Komuro disputed the account, even releasing a 28-page statement earlier this year, stating his mother believed the money was a gift and that he would pay to settle the dispute. But tabloid gossip had already spiraled to dissect every aspect of his family and his life.

Former princess Mako arrives at a Tokyo hotel for a press event with Komuro after registering their marriage on Tuesday.
Some Japanese don't consider the commoner son of a single parent to be worthy of a princess; some media reports even painted him as an untrustworthy gold-digger.

The years of speculation and slurs have taken their toll on Mako. Earlier this month, the palace disclosed that she suffers from complex post-traumatic stress disorder (PTSD).


The princess "feels pessimistic and finds it difficult to feel happy due to the persistent fear of her life being destroyed," Princess Mako's psychiatrist, Tsuyoshi Akiyama, director of NTT Medical Center Tokyo, told media at the Imperial Household Agency.

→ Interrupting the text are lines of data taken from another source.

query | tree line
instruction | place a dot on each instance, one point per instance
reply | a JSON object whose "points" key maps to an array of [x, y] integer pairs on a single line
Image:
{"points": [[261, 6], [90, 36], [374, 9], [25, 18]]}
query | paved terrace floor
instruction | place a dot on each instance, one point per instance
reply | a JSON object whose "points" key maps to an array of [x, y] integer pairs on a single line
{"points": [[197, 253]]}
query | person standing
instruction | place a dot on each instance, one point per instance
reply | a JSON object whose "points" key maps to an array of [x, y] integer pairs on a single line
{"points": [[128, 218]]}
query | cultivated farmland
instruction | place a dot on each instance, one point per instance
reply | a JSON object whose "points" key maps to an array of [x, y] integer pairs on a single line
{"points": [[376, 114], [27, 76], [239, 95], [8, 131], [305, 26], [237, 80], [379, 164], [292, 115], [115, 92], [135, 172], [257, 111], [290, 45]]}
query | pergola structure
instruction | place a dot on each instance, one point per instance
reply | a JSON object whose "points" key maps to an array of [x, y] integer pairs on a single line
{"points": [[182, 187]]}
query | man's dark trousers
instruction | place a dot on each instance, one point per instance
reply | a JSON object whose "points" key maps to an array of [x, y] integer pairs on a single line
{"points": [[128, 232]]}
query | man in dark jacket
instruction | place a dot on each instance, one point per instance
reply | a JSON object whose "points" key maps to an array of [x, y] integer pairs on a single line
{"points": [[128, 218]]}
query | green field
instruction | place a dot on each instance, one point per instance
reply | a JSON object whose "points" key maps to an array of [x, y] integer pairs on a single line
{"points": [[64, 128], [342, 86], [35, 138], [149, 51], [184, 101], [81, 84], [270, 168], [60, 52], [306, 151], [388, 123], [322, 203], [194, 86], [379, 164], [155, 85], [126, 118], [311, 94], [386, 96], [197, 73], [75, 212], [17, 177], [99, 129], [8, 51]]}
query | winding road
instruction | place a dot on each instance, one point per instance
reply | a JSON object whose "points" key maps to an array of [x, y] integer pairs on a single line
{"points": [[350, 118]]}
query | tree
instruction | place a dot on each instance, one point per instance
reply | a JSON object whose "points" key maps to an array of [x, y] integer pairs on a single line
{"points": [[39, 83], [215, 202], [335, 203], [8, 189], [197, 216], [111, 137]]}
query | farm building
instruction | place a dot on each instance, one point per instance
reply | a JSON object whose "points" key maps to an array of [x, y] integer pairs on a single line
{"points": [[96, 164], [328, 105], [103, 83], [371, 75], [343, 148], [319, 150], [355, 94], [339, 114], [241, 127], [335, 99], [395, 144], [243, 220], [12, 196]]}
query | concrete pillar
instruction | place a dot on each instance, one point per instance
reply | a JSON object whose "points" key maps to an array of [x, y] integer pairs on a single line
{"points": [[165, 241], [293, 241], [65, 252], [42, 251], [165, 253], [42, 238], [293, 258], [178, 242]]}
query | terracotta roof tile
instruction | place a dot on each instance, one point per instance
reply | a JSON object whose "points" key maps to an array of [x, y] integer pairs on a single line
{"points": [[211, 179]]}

Komuro left Japan for law school in New York in 2018, and only returned in September for the wedding. He arrived in Japan sporting long hair tied in a ponytail, which set off a media frenzy.

Tabloids ran photos of 30-year-old Komuro's ponytail from every angle, with some comparing it to a samurai's top knot. On social media, some tweeted support for his new look, while others said it was unsuitable for the groom of a royal bride. Komuro cut off his ponytail ahead of Tuesday's wedding.

Kei Komuro arrives at Narita airport in Chiba Prefecture on September 27 from the United States.

A quiet life after royal exit


Mako and Komuro's retreat from the royal spotlight is being compared to another famous couple -- Meghan Markle and Prince Harry.

Markle's engagement to Britain's Prince Harry sparked controversy when it was first announced in November 2017. Some believed a biracial, divorced American actress had no place within the British royal family.

Over time, the British tabloids' coverage of the couple became so toxic that Harry issued a statement in November 2016, condemning the "wave of harassment" Meghan had to endure. Eventually, the couple jumped ship, leaving the British royal family in January 2020.

But while Mako's "dramatic" exit from the royal family is somewhat comparable to "Megxit" -- the term for the British couple's departure -- the similarities end there, said Ken Ruoff, director of the Center for Japanese Studies at Portland State University.

"British royal family members grow up among great wealth. And they also spend a lot of time directly raising money for very various charitable causes, so know how it works. So when Harry and Meghan went to the United States, by telling various stories about the royal family, they managed to make millions and millions of dollars, all the while draping themselves in feel-good, left-wing causes," Ruoff said.

"I would predict there's almost no way that Mako and her future husband are going to behave like that after they get married. In fact, I think what's going to happen is they're just going to disappear."